HACCIN VAKTİ (HAC AYLARI)

Yüce Allah, haccın vaktiyle ilgili şöyle buyurmaktadır: “Hac, bilinen aylardadır. Kim o aylarda hacca niyet ederse, hac esnasında kadına yaklaşmak, günah sayılan davranışlara yönelmek, kavga etmek yoktur. Ne hayır işlerseniz Allah onu bilir…” (Bakara suresi, 197)

Görüldüğü gibi Kur’an, sadece birkaç gün değil, birkaç ay içerisinde hac ibadetinin yapılabileceğine imkan tanımaktadır. Bu aylar, çoğunlukla Şevval, Zilkade ve Zilhicce olmak üzere üç ay olarak kabul edilmektedir. Şevval ayı yerine muharrem ayını kabul edenler de olmuştur. (Bak.
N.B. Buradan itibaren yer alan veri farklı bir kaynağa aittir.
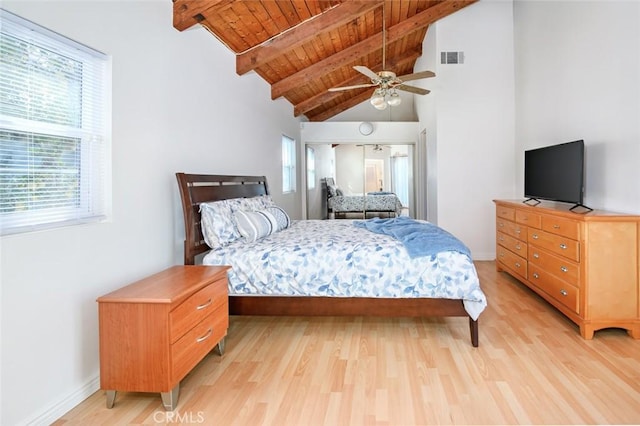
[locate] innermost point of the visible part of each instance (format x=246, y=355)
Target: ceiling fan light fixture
x=377, y=100
x=394, y=99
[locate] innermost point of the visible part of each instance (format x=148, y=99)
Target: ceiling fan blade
x=412, y=89
x=357, y=86
x=366, y=71
x=417, y=75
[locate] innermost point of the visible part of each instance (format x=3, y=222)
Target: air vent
x=452, y=57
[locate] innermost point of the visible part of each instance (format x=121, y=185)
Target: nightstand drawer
x=193, y=346
x=196, y=307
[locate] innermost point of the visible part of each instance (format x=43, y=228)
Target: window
x=53, y=129
x=311, y=168
x=288, y=164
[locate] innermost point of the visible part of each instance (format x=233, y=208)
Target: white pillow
x=255, y=225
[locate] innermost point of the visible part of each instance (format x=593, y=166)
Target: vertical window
x=53, y=129
x=311, y=168
x=288, y=164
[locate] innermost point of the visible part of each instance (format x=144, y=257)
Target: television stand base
x=587, y=209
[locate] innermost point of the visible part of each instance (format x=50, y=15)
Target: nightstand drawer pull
x=208, y=302
x=205, y=337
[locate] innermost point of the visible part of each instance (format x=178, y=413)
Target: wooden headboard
x=196, y=189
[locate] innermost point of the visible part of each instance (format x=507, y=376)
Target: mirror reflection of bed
x=355, y=181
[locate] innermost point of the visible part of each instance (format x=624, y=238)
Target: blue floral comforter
x=336, y=259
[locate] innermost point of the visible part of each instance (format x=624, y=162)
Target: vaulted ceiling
x=304, y=47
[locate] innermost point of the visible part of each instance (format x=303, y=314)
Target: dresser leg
x=111, y=398
x=170, y=399
x=220, y=346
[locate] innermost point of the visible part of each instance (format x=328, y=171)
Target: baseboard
x=58, y=409
x=484, y=256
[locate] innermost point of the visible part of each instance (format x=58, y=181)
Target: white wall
x=579, y=78
x=469, y=116
x=167, y=117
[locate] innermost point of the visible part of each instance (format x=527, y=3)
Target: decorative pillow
x=282, y=218
x=255, y=225
x=218, y=227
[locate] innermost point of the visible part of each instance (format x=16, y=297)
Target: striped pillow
x=255, y=225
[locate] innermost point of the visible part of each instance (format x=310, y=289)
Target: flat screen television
x=555, y=173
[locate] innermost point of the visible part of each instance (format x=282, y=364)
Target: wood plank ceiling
x=304, y=47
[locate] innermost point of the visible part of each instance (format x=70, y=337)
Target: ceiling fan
x=387, y=81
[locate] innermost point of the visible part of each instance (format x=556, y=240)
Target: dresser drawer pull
x=205, y=337
x=204, y=305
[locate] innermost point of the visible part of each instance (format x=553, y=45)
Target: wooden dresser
x=154, y=331
x=586, y=265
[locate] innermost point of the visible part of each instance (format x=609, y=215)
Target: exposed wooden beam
x=187, y=13
x=358, y=50
x=331, y=19
x=320, y=98
x=351, y=102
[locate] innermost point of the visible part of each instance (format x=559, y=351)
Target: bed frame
x=196, y=189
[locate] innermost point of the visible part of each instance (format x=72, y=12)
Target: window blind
x=54, y=114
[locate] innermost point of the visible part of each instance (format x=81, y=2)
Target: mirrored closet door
x=358, y=181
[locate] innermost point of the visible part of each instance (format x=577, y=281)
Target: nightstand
x=154, y=331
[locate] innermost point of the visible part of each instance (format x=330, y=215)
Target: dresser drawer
x=560, y=290
x=531, y=219
x=506, y=212
x=512, y=261
x=200, y=340
x=512, y=228
x=196, y=307
x=559, y=266
x=513, y=244
x=555, y=243
x=561, y=226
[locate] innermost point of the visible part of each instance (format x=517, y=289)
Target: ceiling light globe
x=394, y=99
x=381, y=106
x=377, y=100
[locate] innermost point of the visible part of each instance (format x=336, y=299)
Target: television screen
x=555, y=172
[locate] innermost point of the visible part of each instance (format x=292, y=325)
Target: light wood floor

Zadul Mead ve Bidayetül Müçtehit ilgili mad.)

Diğer bir ayette; “Sana doğan aylardan sorarlar. De ki: Onlar, insanlar ve hac için belirlenmiş vakitlerdir…(Bakara 189) derken, ayların hac için belirlenmiş vakitler olduğunu ortaya koymaktadır. Bu ayetler hac ibadetinin birkaç gün içerisinde değil, birkaç ay içerisinde yapılabileceğini göstermektedir.

Başta şunu hatırlatalım ki din, problem teşkil etmek için değil, problem çözmek, hayatı düzene sokup kolaylaştırmak ve insanların mutluluğunu sağlamak için gelmiştir. Dinde zorluk değil, kolaylık esastır. O bakımdan, “ne pahasına olursa olsun, ne kadar sınırlama getirilirse getirilsin, her yıl ne kadar hac zayiatı verilirse verilsin, hacda değişiklik yapılamaz” diyerek Müslümanları geleneğe kurban vermeye hiç kimsenin hakkı yoktur. Halbuki gelenek yerine yüce Allah’ın buyurdukları esas alınsa ve hac aylarında gruplar halinde Müslümanlar hacca gönderilmiş olsa, Müslümanlar kotalardan ve kuralardan kurtularak istedikleri ayda hac etme fırsatını bulacaklardır.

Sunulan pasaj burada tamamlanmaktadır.